The simplest of the three methods here discussed, the mechanics of materials method is available for simple structural members subject to specific loadings such as axially loaded bars, prismatic beams in a state of pure bending , and circular shafts subject to torsion. The solutions can under certain conditions be superimposed using the superposition principle to analyze a member undergoing combined loading. Solutions for special cases exist for common structures such as thin-walled pressure vessels. For the analysis of entire systems, this approach can be used in conjunction with statics, giving rise to the method of sections and method of joints for truss analysis, moment distribution method for small rigid frames, and portal frame and cantilever method for large rigid frames.
Except for moment distribution, which came into use in the s, these methods were developed in their current forms in the second half of the nineteenth century.
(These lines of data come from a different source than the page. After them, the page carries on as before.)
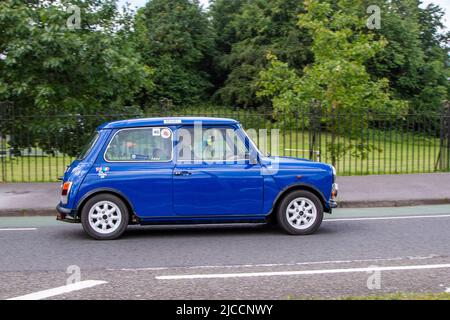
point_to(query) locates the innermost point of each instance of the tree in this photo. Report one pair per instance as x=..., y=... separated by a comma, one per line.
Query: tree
x=175, y=37
x=246, y=32
x=337, y=79
x=48, y=69
x=415, y=57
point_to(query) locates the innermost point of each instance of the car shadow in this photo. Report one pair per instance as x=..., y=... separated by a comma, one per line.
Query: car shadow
x=210, y=230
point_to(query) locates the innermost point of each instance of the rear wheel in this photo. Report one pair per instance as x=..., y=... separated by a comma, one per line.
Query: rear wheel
x=300, y=213
x=105, y=217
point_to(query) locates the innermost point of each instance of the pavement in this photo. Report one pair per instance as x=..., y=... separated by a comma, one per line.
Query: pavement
x=25, y=199
x=356, y=252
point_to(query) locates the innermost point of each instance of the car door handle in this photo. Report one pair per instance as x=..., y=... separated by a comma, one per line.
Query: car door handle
x=182, y=173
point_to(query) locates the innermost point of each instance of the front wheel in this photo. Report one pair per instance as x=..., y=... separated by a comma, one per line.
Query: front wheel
x=300, y=213
x=105, y=217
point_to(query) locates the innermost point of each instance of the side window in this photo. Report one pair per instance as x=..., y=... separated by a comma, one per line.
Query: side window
x=210, y=145
x=141, y=145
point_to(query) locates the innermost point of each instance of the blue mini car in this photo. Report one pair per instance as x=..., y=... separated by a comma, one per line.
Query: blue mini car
x=190, y=171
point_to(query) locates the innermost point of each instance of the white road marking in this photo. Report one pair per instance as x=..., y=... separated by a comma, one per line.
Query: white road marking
x=59, y=290
x=268, y=265
x=299, y=273
x=18, y=229
x=388, y=218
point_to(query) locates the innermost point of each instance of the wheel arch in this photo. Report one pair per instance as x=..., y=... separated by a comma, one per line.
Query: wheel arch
x=95, y=192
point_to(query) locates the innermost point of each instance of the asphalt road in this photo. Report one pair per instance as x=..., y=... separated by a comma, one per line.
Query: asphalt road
x=394, y=249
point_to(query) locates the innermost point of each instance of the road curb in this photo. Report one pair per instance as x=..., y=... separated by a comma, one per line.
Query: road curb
x=27, y=212
x=391, y=203
x=342, y=204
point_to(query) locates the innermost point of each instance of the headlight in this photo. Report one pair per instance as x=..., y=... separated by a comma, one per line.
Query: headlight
x=65, y=190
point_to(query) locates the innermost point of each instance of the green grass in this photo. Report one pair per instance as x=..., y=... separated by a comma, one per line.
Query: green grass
x=393, y=153
x=33, y=169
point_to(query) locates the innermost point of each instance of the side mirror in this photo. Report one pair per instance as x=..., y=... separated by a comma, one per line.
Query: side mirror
x=252, y=157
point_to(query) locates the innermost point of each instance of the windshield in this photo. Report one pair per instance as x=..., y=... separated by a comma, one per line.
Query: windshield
x=88, y=146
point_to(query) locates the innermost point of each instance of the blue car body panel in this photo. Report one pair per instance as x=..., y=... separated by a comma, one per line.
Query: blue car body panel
x=221, y=192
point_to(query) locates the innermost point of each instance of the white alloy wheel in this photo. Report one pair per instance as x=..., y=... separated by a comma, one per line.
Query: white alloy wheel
x=105, y=217
x=301, y=213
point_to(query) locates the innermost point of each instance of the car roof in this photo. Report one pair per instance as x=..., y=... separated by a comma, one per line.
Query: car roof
x=169, y=121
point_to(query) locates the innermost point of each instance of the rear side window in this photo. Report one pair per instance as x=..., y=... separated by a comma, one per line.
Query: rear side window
x=141, y=145
x=88, y=146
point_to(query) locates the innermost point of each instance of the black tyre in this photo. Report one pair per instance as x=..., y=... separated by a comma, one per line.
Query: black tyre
x=300, y=213
x=105, y=217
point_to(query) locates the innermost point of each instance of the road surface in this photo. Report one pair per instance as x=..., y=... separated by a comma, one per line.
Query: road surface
x=356, y=252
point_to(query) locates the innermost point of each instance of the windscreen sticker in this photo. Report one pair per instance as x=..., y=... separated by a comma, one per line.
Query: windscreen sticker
x=156, y=132
x=102, y=171
x=165, y=133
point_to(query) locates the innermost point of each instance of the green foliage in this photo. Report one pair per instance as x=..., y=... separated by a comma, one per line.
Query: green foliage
x=175, y=37
x=246, y=32
x=50, y=69
x=337, y=82
x=415, y=60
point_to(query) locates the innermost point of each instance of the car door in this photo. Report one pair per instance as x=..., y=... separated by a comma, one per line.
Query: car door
x=212, y=176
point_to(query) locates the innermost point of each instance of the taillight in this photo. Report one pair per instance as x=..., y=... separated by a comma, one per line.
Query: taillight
x=65, y=192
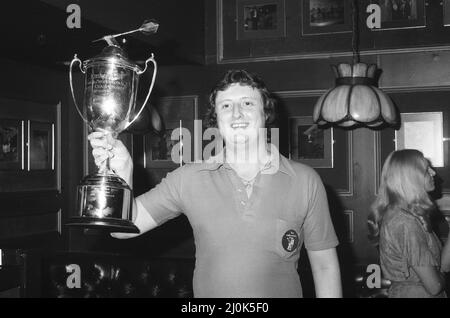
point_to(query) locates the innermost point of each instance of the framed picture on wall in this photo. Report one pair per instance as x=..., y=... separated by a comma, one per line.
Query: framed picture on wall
x=41, y=146
x=401, y=14
x=260, y=19
x=446, y=12
x=326, y=16
x=310, y=144
x=424, y=132
x=11, y=139
x=348, y=217
x=165, y=148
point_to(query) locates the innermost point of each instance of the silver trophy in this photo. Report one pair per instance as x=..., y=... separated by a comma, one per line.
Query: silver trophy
x=111, y=83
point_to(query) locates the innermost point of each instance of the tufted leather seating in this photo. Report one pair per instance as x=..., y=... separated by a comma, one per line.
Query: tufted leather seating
x=113, y=276
x=110, y=276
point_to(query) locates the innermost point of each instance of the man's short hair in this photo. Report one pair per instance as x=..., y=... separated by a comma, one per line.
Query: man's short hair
x=244, y=78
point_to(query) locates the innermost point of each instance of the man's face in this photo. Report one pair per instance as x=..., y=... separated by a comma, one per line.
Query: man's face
x=240, y=113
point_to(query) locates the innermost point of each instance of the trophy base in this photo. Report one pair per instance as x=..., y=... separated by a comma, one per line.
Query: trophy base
x=111, y=225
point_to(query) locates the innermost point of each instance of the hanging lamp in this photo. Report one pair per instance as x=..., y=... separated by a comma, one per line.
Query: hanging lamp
x=355, y=100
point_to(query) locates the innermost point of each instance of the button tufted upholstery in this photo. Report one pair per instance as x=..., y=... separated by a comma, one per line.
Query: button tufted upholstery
x=116, y=276
x=113, y=276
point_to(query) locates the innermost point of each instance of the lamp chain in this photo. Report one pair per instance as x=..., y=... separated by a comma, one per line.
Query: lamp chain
x=355, y=32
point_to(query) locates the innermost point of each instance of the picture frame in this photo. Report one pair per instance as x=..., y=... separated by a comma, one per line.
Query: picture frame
x=446, y=13
x=401, y=14
x=260, y=19
x=349, y=225
x=12, y=144
x=41, y=147
x=325, y=17
x=422, y=131
x=175, y=112
x=310, y=144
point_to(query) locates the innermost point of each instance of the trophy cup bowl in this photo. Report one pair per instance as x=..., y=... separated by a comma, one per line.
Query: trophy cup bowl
x=111, y=82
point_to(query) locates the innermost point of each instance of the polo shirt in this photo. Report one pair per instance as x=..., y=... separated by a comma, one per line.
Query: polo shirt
x=246, y=246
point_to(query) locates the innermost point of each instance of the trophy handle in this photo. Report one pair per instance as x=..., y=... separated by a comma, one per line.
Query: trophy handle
x=151, y=59
x=75, y=60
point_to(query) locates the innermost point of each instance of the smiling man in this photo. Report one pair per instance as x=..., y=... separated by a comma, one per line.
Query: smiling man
x=250, y=208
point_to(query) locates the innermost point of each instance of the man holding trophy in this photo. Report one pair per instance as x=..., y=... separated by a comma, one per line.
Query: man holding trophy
x=250, y=216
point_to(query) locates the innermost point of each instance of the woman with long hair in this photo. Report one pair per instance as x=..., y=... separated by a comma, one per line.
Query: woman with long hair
x=410, y=252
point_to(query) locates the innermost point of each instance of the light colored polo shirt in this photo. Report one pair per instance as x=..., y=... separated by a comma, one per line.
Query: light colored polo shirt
x=246, y=246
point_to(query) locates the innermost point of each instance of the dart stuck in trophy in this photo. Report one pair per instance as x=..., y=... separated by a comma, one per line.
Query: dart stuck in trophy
x=110, y=90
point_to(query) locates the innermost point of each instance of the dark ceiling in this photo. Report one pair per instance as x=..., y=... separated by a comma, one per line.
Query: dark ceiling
x=35, y=31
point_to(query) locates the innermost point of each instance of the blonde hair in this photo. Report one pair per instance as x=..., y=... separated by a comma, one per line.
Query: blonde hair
x=403, y=186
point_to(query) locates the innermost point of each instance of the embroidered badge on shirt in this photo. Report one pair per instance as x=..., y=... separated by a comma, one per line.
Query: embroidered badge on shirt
x=290, y=240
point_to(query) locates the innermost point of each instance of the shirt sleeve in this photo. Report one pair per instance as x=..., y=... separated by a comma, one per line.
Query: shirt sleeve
x=163, y=202
x=417, y=250
x=319, y=233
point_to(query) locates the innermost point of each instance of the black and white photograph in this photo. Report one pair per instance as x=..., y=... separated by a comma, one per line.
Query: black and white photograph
x=197, y=154
x=260, y=19
x=401, y=13
x=326, y=12
x=41, y=146
x=10, y=139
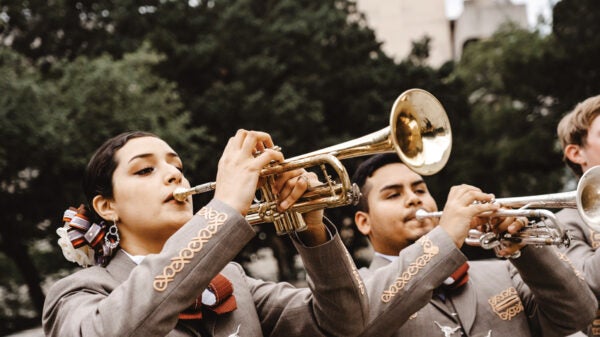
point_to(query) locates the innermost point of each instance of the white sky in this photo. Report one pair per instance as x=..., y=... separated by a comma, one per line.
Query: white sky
x=534, y=8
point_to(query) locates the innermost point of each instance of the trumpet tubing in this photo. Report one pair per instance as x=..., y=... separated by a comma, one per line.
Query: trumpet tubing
x=550, y=232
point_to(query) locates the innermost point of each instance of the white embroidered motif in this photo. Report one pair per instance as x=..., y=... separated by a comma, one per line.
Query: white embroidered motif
x=235, y=334
x=446, y=330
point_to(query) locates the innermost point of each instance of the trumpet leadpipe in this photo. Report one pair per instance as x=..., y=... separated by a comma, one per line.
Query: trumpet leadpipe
x=181, y=193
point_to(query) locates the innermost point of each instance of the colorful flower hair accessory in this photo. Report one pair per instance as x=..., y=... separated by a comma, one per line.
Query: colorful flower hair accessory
x=82, y=241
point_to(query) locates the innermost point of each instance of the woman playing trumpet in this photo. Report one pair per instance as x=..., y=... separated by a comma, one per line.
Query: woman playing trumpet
x=161, y=270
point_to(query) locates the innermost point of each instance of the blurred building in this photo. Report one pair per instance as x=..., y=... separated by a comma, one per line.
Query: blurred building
x=397, y=23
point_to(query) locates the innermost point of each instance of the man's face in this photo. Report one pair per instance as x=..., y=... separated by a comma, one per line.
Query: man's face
x=395, y=194
x=591, y=150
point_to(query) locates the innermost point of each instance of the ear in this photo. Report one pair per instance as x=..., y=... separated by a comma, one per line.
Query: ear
x=573, y=153
x=104, y=207
x=363, y=222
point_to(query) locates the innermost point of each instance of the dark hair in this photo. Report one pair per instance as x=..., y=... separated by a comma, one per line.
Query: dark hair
x=366, y=170
x=97, y=179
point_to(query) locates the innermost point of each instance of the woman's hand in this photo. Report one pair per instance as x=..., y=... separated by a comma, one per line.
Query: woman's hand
x=290, y=186
x=243, y=158
x=511, y=225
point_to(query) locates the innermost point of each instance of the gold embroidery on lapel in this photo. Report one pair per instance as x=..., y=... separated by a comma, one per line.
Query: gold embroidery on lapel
x=507, y=304
x=577, y=272
x=429, y=251
x=595, y=328
x=594, y=239
x=357, y=277
x=215, y=220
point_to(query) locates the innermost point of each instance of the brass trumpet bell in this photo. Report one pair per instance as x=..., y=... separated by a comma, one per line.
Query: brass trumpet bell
x=419, y=132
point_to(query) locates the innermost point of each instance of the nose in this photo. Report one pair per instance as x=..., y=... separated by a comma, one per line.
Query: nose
x=173, y=175
x=412, y=199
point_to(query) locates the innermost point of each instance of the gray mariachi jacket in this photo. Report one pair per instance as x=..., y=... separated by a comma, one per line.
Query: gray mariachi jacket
x=585, y=255
x=145, y=300
x=542, y=296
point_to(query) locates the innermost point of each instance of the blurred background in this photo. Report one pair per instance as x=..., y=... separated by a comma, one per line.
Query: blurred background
x=311, y=73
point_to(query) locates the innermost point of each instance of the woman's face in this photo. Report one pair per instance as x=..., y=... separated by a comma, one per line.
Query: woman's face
x=147, y=172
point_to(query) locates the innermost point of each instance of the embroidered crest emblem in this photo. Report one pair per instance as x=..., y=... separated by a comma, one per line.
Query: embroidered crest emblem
x=507, y=304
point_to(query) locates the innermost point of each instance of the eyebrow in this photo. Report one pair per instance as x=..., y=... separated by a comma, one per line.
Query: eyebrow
x=146, y=155
x=396, y=186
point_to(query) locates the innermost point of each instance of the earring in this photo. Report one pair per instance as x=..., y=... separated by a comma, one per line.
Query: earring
x=112, y=238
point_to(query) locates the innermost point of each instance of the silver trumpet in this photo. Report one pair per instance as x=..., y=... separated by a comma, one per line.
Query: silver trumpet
x=419, y=132
x=547, y=230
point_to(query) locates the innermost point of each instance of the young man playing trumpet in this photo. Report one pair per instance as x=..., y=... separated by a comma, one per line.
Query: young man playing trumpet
x=420, y=283
x=579, y=134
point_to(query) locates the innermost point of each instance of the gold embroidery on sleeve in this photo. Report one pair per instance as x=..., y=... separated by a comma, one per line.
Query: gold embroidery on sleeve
x=215, y=220
x=507, y=304
x=594, y=239
x=429, y=251
x=577, y=272
x=357, y=277
x=595, y=327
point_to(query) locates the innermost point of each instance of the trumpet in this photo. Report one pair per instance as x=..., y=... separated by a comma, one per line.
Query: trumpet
x=549, y=232
x=419, y=132
x=586, y=198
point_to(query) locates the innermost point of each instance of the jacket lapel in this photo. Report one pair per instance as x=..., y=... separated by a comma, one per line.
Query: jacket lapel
x=465, y=305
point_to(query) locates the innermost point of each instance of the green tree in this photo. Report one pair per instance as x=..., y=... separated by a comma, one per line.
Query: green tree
x=509, y=146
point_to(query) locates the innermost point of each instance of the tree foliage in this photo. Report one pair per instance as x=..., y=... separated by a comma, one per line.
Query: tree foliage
x=52, y=123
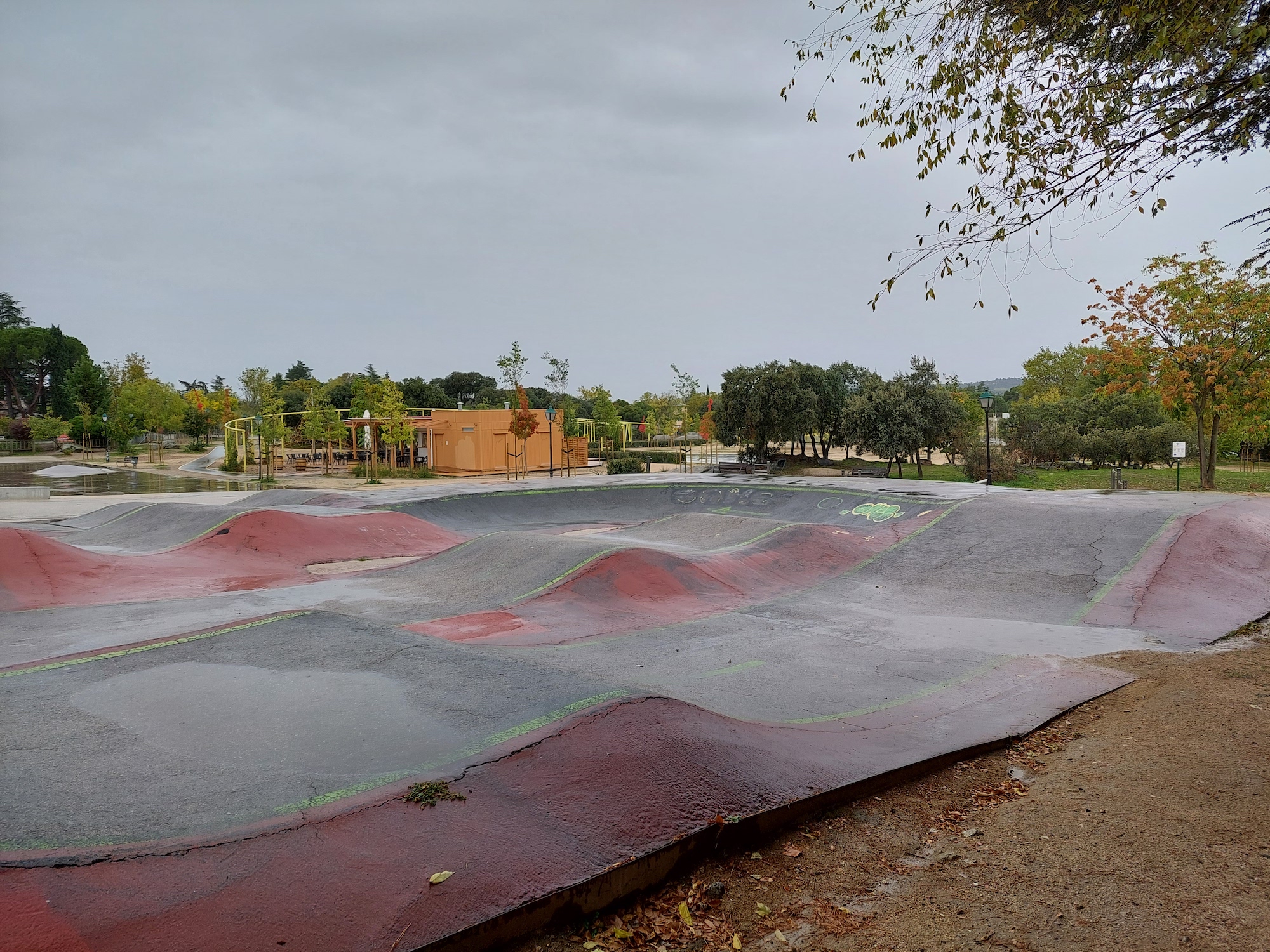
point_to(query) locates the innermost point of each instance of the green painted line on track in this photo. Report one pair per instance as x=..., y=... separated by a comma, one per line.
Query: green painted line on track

They are still used for small structures and for preliminary design of large structures. The solutions are based on linear isotropic infinitesimal elasticity and Euler—Bernoulli beam theory. In other words, they contain the assumptions among others that the materials in question are elastic, that stress is related linearly to strain, that the material but not the structure behaves identically regardless of direction of the applied load, that all deformations are small, and that beams are long relative to their depth.
As with any simplifying assumption in engineering, the more the model strays from reality, the less useful and more dangerous the result. There are 2 commonly used methods to find the truss element forces, namely the Method of Joints and the Method of Sections.
Below is an example that is solved using both of these methods. The first diagram below is the presented problem for which we need to find the truss element forces. The second diagram is the loading diagram and contains the reaction forces from the joints.
https://anritacon.tk Since there is a pin joint at A, it will have 2 reaction forces. One in the x direction and the other in the y direction. At point B, we have a roller joint and hence we only have 1 reaction force in the y direction. Let us assume these forces to be in their respective positive directions if they are not in the positive directions like we have assumed, then we will get a negative value for them. Since the system is in static equilibrium, the sum of forces in any direction is zero and the sum of moments about any point is zero. Therefore, the magnitude and direction of the reaction forces can be calculated.
This type of method uses the force balance in the x and y directions at each of the joints in the truss structure. Although we have found the forces in each of the truss elements, it is a good practice to verify the results by completing the remaining force balances. The truss elements forces in the remaining members can be found by using the above method with a section passing through the remaining members. Elasticity methods are available generally for an elastic solid of any shape.